With the Philippines, the two countries committed to a partnership to navigate geopolitical uncertainty and global technological competition. With India, the ambition extends to a roadmap to transcend the existing Special Strategic Partnership, aiming for a relationship where both nations pledge to be 'ideal partners in realizing each other's national development visions.' Particularly telling was Lee's declaration in Vietnam that 'Vietnam's Future Is Korea's Future,' a statement underscoring the depth of the envisioned interdependence.

Diversification of Agendas

The second logic driving this pivot is the diversification of agendas to address twenty-first-century challenges. The strategic industries that will define the new economic order—semiconductors, secondary batteries, artificial intelligence, nuclear energy, shipbuilding, and defense—along with the restructuring of supply chains for critical minerals and raw materials, have moved from optional to existential. In an era of economic warfare, even great powers feel insecure, and excessive dependence on any single country now implies strategic vulnerability.

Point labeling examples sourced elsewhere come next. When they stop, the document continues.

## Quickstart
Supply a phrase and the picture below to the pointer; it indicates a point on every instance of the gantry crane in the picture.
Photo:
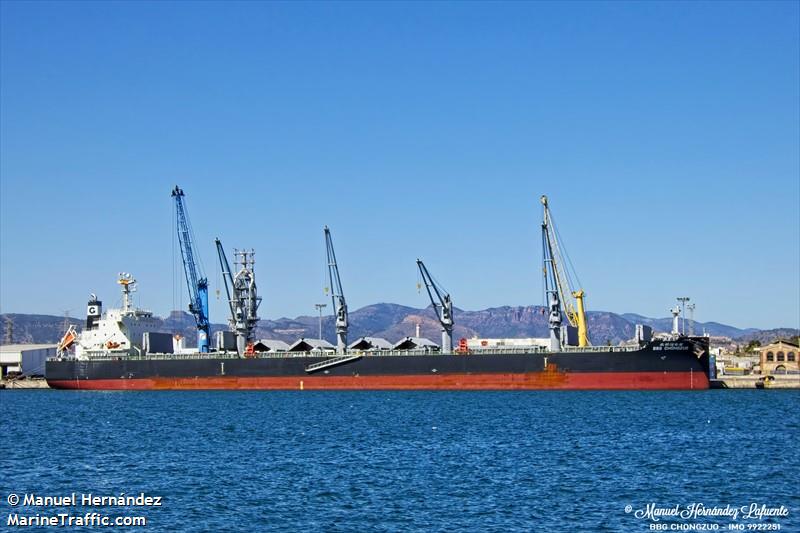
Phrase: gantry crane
(442, 304)
(243, 298)
(196, 282)
(337, 295)
(559, 284)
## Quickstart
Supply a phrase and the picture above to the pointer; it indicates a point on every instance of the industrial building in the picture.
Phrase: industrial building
(312, 345)
(25, 359)
(370, 344)
(270, 345)
(416, 343)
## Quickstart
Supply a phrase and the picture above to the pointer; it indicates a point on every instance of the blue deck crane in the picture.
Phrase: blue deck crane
(195, 281)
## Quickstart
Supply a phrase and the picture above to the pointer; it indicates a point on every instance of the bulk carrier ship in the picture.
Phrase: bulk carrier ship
(120, 349)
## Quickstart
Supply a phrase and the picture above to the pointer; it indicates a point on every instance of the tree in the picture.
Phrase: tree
(752, 345)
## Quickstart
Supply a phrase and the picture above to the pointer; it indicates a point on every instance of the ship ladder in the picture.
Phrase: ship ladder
(327, 363)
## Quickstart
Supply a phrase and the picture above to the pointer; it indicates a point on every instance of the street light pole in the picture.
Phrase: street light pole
(320, 307)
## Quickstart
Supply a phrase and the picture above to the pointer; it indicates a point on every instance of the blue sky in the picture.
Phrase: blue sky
(665, 134)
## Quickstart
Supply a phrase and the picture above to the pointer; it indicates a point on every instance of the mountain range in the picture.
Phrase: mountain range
(394, 322)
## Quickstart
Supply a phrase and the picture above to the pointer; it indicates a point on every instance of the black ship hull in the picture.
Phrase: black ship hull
(682, 364)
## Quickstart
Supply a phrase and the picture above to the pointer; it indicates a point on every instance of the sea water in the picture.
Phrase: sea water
(406, 461)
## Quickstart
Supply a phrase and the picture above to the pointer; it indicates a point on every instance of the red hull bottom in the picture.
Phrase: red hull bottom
(537, 381)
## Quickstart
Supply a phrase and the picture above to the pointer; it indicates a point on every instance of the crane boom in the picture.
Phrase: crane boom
(337, 295)
(558, 284)
(243, 298)
(442, 304)
(195, 281)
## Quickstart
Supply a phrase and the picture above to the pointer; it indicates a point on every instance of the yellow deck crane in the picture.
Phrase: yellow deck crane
(559, 286)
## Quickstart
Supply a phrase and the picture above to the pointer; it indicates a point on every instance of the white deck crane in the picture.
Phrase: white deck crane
(337, 295)
(561, 297)
(242, 295)
(442, 304)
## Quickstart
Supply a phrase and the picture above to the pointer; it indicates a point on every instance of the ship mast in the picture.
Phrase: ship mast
(337, 295)
(561, 297)
(128, 287)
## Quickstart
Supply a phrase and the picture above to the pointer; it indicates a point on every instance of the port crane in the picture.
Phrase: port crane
(196, 282)
(442, 304)
(337, 295)
(559, 284)
(243, 298)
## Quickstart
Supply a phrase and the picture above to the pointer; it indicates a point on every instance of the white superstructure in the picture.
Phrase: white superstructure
(117, 332)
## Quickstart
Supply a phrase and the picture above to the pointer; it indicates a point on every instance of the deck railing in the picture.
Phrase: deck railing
(495, 350)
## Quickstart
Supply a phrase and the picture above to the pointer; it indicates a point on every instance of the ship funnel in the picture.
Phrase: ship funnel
(94, 310)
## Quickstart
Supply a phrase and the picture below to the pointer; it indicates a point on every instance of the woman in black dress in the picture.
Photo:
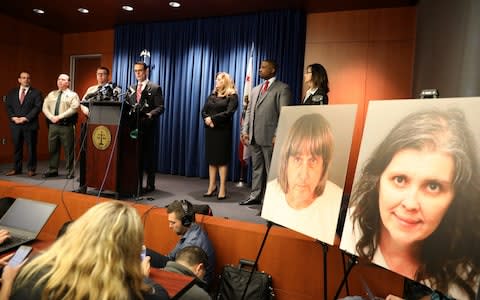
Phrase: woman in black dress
(316, 79)
(217, 114)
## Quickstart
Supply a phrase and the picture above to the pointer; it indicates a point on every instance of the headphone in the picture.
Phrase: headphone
(188, 213)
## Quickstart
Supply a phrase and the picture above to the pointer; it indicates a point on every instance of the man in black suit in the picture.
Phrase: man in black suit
(146, 100)
(260, 126)
(24, 103)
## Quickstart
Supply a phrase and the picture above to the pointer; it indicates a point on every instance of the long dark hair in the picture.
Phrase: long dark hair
(319, 77)
(451, 254)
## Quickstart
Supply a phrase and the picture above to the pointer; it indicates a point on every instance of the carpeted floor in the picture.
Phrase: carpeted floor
(168, 188)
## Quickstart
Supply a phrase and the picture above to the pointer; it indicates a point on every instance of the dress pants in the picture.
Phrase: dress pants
(148, 159)
(21, 135)
(61, 135)
(261, 157)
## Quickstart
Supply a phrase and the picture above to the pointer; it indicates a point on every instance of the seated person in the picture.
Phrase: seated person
(98, 257)
(8, 276)
(181, 219)
(191, 261)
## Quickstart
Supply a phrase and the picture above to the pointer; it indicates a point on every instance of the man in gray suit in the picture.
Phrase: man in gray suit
(260, 125)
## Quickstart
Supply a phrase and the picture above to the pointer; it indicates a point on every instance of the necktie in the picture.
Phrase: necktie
(22, 95)
(57, 105)
(139, 92)
(265, 87)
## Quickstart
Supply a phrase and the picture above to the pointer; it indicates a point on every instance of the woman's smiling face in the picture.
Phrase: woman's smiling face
(415, 191)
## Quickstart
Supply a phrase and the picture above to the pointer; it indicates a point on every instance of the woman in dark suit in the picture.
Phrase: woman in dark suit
(316, 80)
(217, 114)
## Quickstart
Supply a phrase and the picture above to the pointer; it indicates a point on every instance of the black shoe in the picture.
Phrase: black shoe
(250, 201)
(213, 193)
(50, 174)
(81, 190)
(148, 189)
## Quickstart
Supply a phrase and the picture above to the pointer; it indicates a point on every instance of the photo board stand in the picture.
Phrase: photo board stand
(269, 226)
(353, 261)
(325, 251)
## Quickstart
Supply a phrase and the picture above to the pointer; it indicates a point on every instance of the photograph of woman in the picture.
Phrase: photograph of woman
(414, 207)
(316, 79)
(301, 195)
(217, 114)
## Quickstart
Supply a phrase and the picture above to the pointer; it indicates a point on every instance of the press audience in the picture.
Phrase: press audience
(181, 219)
(191, 261)
(98, 257)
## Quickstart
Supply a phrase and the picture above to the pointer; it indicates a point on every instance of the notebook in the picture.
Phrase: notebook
(24, 220)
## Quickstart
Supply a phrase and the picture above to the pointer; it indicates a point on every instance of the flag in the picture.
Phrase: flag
(243, 151)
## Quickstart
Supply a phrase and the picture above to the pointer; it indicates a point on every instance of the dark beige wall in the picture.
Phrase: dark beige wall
(368, 55)
(448, 47)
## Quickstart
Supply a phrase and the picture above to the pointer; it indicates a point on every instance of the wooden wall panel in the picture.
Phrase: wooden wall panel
(44, 54)
(37, 50)
(294, 260)
(368, 54)
(86, 43)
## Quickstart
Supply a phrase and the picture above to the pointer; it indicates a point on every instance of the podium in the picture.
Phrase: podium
(112, 161)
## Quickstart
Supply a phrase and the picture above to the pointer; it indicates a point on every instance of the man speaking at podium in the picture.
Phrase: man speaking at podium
(146, 100)
(102, 74)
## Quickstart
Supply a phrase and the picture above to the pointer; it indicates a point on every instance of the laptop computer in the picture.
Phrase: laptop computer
(24, 220)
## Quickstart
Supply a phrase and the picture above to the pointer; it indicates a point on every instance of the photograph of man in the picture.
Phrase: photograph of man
(302, 196)
(60, 108)
(181, 220)
(260, 125)
(147, 105)
(414, 207)
(24, 103)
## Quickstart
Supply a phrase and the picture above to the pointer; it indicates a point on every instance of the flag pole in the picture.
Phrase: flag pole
(244, 152)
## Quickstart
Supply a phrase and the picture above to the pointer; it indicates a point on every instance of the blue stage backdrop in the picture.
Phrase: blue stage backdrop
(185, 57)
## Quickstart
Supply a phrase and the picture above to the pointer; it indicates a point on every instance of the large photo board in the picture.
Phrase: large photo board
(415, 206)
(308, 169)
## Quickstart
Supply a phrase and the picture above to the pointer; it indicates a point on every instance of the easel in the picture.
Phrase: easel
(353, 261)
(325, 251)
(269, 226)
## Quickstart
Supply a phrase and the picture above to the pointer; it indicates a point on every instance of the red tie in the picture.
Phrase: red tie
(265, 87)
(22, 96)
(139, 92)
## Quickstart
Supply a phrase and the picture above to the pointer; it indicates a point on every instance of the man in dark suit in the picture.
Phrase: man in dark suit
(146, 100)
(260, 126)
(24, 103)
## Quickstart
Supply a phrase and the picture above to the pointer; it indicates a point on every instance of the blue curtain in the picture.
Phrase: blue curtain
(185, 57)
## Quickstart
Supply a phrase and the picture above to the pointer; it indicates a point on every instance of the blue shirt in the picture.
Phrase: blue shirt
(196, 236)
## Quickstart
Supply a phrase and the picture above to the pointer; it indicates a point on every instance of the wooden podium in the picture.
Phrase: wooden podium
(112, 155)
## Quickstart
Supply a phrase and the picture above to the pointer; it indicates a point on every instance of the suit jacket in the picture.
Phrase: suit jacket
(318, 92)
(151, 100)
(30, 108)
(265, 111)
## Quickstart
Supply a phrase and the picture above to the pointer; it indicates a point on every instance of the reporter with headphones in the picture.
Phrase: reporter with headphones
(181, 219)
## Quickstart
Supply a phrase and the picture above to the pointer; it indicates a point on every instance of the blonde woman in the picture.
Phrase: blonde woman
(97, 258)
(217, 115)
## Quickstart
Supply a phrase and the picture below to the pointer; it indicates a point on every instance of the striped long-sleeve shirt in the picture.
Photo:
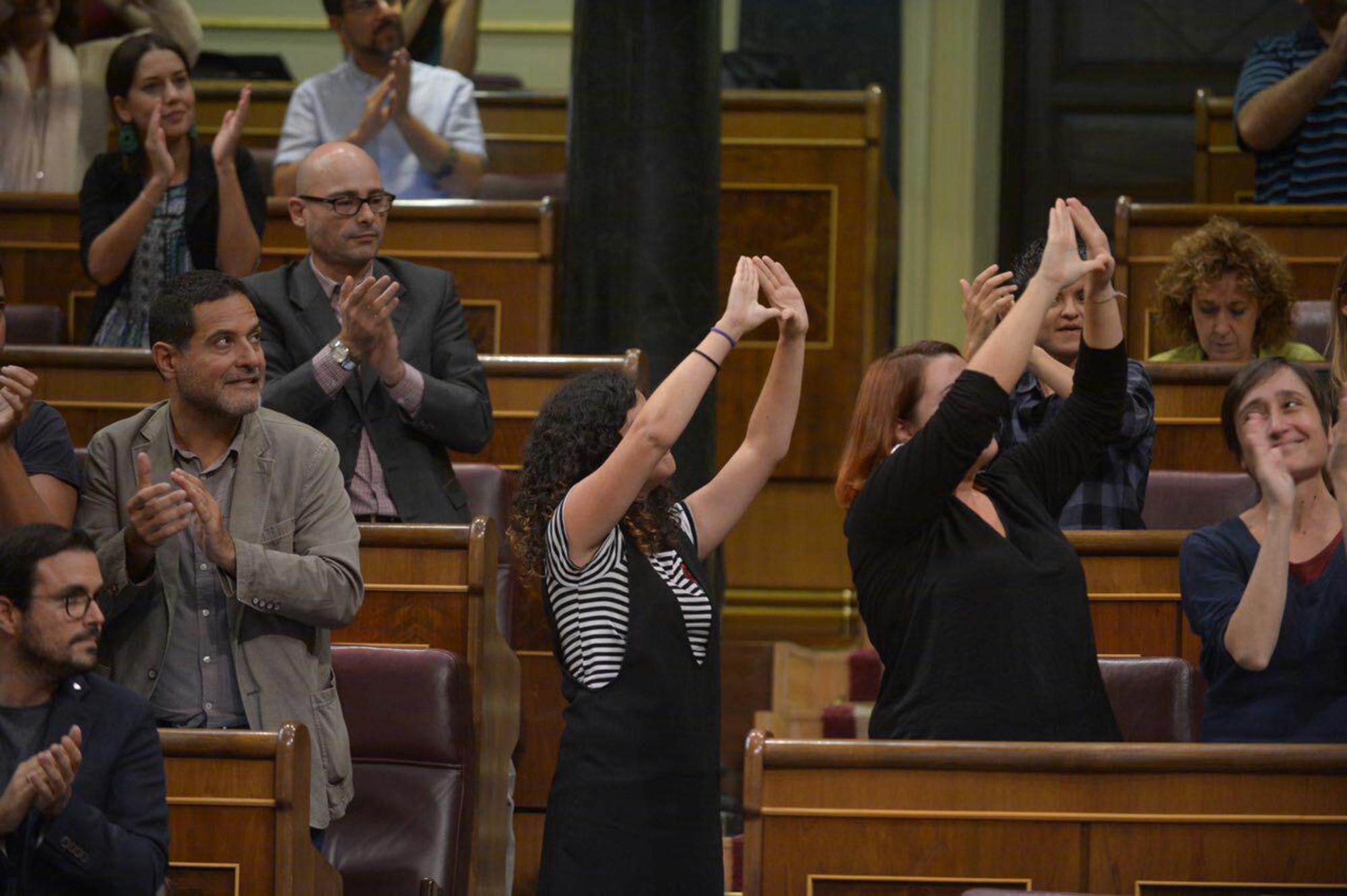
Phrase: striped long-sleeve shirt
(1311, 164)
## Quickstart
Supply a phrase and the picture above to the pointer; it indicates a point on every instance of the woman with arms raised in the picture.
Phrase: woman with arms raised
(635, 802)
(969, 590)
(164, 205)
(1267, 591)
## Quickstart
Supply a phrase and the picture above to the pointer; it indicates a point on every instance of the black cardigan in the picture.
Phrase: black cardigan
(111, 186)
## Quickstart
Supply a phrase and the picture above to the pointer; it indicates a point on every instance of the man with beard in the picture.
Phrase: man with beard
(372, 351)
(227, 541)
(418, 121)
(84, 806)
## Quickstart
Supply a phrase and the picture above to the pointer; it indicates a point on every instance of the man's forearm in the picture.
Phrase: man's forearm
(1274, 114)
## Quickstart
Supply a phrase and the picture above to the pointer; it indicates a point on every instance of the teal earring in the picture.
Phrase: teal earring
(127, 139)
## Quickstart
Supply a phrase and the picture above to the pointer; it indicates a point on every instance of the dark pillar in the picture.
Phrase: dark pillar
(643, 191)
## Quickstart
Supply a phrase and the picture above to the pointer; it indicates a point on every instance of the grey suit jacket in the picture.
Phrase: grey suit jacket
(298, 578)
(298, 319)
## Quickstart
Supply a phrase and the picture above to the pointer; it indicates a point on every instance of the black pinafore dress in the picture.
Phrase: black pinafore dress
(635, 801)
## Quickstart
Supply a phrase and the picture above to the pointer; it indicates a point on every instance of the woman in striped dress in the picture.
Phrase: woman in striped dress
(635, 802)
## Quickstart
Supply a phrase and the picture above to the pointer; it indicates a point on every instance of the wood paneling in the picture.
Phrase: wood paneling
(239, 815)
(436, 587)
(898, 819)
(94, 388)
(1221, 171)
(503, 256)
(1311, 238)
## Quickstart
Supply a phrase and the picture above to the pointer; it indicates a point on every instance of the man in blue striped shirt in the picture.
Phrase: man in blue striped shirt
(1291, 108)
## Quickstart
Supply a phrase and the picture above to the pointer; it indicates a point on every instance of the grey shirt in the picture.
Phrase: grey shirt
(197, 687)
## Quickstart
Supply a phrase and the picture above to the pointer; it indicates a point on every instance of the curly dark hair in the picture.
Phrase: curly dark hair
(576, 431)
(1217, 249)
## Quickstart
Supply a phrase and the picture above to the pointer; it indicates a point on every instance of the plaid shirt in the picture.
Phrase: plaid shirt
(1113, 495)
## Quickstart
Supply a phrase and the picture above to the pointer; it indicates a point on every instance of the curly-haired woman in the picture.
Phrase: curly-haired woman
(635, 802)
(1226, 295)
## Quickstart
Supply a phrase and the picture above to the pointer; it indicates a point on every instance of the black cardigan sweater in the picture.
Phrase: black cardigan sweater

Indonesia, the world's second-largest producer of nickel and cobalt and a supplier of LNG and coal to South Korea, occupies a decisive position in the secondary-battery and energy agenda. Vietnam, host to more than 10,000 Korean firms and South Korea's third-largest trading partner in ASEAN, is central to supply-chain diversification. These partnerships are designed to reduce dependence on any single power or region while expanding the depth and breadth of Seoul's diplomatic portfolio.

This southward pivot is not without precedent. Previous initiatives like the New Southern Policy and the Indo-Pacific Strategy promised similar lifts but fell short due to insufficient institutional foundations. The real test for Lee's administration is whether it has built the groundwork to sustain this ambition. Without that, as one analyst noted, 'ambition hardens into routine.'

The broader context includes shifts in the region's strategic landscape. As Indonesia's overflight debate and Southeast Asia's recalibration away from the US illustrate, middle powers are increasingly seeking multi-alignment. South Korea's pivot aligns with this trend, but its success will depend on whether it can translate diplomatic upgrades into tangible economic and security cooperation.

Ultimately, Lee's strategy represents a calculated bet: that by deepening ties with a heterogeneous group of partners spanning the Indian Ocean, the South China Sea, and the Western Pacific, South Korea can secure its prosperity and autonomy in a fragmented world. The coming years will reveal whether this pivot is a genuine restructuring or merely another iteration of past ambitions.